The projections you mention are relevant if we fail to get our emissions (and land use) under control. There is still time to avoid these really adverse outcomes.
Do you know of any head of state that actually mentioned the impact of animal agriculture on Climate Change?
Actually, yes. I recall the New Zealand Prime Minister mentioning agriculture in his opening address, and it is an item on the SBSTA (Subsidiary Body for Scientific and Technological Advice) agenda. So this is a real issue to join the negotiations but there is still a lot to be done to work out what the best policies might be.
Animal Voice editor, Louise van der Merwe asked University of Stellenbosch Professor Guy Midgley, for comment. Professor Midgley is an internationally recognised expert on Climate Change and Biodiversity, and co-recipient of the Nobel Peace Prize for his work in the field.
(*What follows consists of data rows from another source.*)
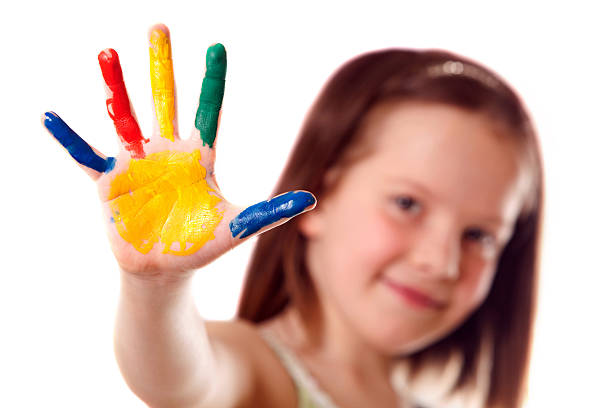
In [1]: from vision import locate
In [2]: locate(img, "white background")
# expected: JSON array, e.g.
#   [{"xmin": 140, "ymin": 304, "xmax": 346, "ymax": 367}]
[{"xmin": 0, "ymin": 0, "xmax": 612, "ymax": 407}]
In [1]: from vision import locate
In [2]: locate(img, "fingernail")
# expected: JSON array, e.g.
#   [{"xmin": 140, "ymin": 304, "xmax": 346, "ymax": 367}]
[
  {"xmin": 230, "ymin": 191, "xmax": 317, "ymax": 238},
  {"xmin": 206, "ymin": 43, "xmax": 227, "ymax": 79}
]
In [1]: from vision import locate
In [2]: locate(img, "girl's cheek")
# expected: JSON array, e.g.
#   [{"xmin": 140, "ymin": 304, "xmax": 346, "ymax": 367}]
[{"xmin": 455, "ymin": 259, "xmax": 495, "ymax": 306}]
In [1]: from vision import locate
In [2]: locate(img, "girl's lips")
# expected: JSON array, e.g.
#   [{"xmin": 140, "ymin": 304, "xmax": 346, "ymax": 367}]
[{"xmin": 384, "ymin": 279, "xmax": 446, "ymax": 309}]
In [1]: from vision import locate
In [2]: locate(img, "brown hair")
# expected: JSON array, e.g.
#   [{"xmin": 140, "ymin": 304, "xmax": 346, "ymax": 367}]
[{"xmin": 238, "ymin": 49, "xmax": 543, "ymax": 407}]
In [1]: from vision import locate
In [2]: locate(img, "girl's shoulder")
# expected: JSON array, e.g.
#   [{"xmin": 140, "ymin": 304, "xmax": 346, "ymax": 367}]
[{"xmin": 205, "ymin": 320, "xmax": 297, "ymax": 407}]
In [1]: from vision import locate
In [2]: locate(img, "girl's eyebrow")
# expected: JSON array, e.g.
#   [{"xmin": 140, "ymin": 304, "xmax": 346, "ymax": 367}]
[
  {"xmin": 386, "ymin": 175, "xmax": 440, "ymax": 198},
  {"xmin": 385, "ymin": 175, "xmax": 505, "ymax": 226}
]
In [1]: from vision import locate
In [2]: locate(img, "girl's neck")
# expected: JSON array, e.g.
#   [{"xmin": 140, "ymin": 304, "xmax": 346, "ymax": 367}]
[{"xmin": 271, "ymin": 306, "xmax": 392, "ymax": 381}]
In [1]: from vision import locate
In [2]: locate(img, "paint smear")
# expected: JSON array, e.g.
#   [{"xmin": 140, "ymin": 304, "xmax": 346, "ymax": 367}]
[
  {"xmin": 195, "ymin": 43, "xmax": 227, "ymax": 148},
  {"xmin": 108, "ymin": 149, "xmax": 223, "ymax": 255},
  {"xmin": 44, "ymin": 112, "xmax": 115, "ymax": 173},
  {"xmin": 98, "ymin": 48, "xmax": 149, "ymax": 159},
  {"xmin": 230, "ymin": 191, "xmax": 317, "ymax": 238},
  {"xmin": 149, "ymin": 29, "xmax": 175, "ymax": 141}
]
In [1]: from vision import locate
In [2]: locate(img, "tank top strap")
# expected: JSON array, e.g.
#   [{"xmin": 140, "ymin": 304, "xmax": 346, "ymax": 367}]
[{"xmin": 259, "ymin": 329, "xmax": 338, "ymax": 408}]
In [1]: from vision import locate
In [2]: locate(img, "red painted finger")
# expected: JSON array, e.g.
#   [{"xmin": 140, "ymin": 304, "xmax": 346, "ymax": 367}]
[{"xmin": 98, "ymin": 48, "xmax": 149, "ymax": 159}]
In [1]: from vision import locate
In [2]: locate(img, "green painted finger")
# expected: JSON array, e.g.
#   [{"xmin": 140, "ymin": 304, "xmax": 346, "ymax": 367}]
[{"xmin": 195, "ymin": 43, "xmax": 227, "ymax": 147}]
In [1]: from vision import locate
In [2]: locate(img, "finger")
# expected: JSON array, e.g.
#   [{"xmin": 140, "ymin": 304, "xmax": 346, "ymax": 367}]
[
  {"xmin": 98, "ymin": 48, "xmax": 149, "ymax": 159},
  {"xmin": 43, "ymin": 112, "xmax": 115, "ymax": 179},
  {"xmin": 195, "ymin": 43, "xmax": 227, "ymax": 148},
  {"xmin": 229, "ymin": 191, "xmax": 317, "ymax": 239},
  {"xmin": 149, "ymin": 24, "xmax": 177, "ymax": 141}
]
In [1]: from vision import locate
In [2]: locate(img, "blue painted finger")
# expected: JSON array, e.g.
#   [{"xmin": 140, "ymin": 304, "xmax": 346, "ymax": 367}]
[
  {"xmin": 230, "ymin": 191, "xmax": 317, "ymax": 238},
  {"xmin": 44, "ymin": 112, "xmax": 115, "ymax": 172}
]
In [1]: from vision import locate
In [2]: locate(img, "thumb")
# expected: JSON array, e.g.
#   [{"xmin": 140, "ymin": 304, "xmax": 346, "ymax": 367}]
[{"xmin": 229, "ymin": 190, "xmax": 317, "ymax": 240}]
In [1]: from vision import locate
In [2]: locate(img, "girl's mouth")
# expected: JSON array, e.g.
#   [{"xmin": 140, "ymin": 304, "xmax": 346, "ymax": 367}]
[{"xmin": 383, "ymin": 278, "xmax": 446, "ymax": 309}]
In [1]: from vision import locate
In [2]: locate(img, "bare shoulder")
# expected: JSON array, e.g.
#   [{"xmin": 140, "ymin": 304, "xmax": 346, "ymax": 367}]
[{"xmin": 205, "ymin": 320, "xmax": 297, "ymax": 407}]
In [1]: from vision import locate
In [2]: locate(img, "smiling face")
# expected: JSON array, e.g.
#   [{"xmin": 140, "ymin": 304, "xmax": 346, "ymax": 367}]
[{"xmin": 299, "ymin": 101, "xmax": 525, "ymax": 354}]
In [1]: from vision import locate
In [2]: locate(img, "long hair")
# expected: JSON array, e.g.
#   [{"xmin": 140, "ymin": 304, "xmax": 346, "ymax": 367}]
[{"xmin": 238, "ymin": 49, "xmax": 543, "ymax": 407}]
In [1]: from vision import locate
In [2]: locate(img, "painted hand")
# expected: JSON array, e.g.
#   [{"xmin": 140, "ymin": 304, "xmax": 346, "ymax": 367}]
[{"xmin": 44, "ymin": 25, "xmax": 316, "ymax": 275}]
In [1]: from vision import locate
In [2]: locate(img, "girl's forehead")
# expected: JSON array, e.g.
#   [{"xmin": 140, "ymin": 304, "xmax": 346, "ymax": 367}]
[{"xmin": 362, "ymin": 102, "xmax": 523, "ymax": 218}]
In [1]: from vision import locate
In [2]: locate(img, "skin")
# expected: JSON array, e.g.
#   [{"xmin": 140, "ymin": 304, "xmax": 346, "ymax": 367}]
[
  {"xmin": 42, "ymin": 24, "xmax": 316, "ymax": 408},
  {"xmin": 47, "ymin": 25, "xmax": 523, "ymax": 408},
  {"xmin": 258, "ymin": 102, "xmax": 524, "ymax": 406}
]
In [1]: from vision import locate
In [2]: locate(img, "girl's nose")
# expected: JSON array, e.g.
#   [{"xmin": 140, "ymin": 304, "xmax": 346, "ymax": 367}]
[{"xmin": 407, "ymin": 226, "xmax": 461, "ymax": 280}]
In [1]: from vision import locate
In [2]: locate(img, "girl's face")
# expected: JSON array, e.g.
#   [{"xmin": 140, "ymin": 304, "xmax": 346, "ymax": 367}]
[{"xmin": 299, "ymin": 102, "xmax": 525, "ymax": 354}]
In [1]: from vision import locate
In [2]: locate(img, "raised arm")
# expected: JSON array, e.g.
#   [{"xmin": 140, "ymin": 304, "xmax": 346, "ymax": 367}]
[{"xmin": 44, "ymin": 25, "xmax": 315, "ymax": 407}]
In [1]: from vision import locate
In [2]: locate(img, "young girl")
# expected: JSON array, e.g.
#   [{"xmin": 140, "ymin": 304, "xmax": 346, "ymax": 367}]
[{"xmin": 45, "ymin": 25, "xmax": 542, "ymax": 407}]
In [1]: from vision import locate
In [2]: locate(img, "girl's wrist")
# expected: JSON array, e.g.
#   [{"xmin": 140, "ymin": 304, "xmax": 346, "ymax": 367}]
[{"xmin": 120, "ymin": 269, "xmax": 194, "ymax": 301}]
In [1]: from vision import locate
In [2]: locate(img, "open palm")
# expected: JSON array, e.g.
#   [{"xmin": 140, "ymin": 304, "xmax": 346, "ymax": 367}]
[{"xmin": 44, "ymin": 25, "xmax": 315, "ymax": 276}]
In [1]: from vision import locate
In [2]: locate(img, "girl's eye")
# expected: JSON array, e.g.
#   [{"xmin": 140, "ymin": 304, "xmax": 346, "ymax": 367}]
[
  {"xmin": 464, "ymin": 228, "xmax": 495, "ymax": 246},
  {"xmin": 395, "ymin": 196, "xmax": 421, "ymax": 212}
]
I think that there are likely to be more and less sustainable agricultural options. Clearly clearing savannah and forest in the tropics to grow crops to feed cattle in intensive feedlots is a risky option. Here in southern Africa things are a bit different.
We have replaced indigenous game in their millions with cattle, sheep and goats. Grazing and browsing in natural vegetation is essential to maintain ecological processes. Sustainable farming with livestock is therefore more feasible here. This does not excuse production practices that are abusive to animals.
Thus, the agricultural issue is on the scientific agenda, but it is complicated and hard to tackle in parallel with the fossil fuel issue that in itself calls for a complete change in the world's energy system. I think negotiators may feel that we have to get energy right first, and then move to sort out agriculture issues.
That's not to say that nothing is being done - there is also action on deforestation and work going on to sequester carbon into many kinds of natural ecosystems.
Many thanks again for giving us your insight into this issue.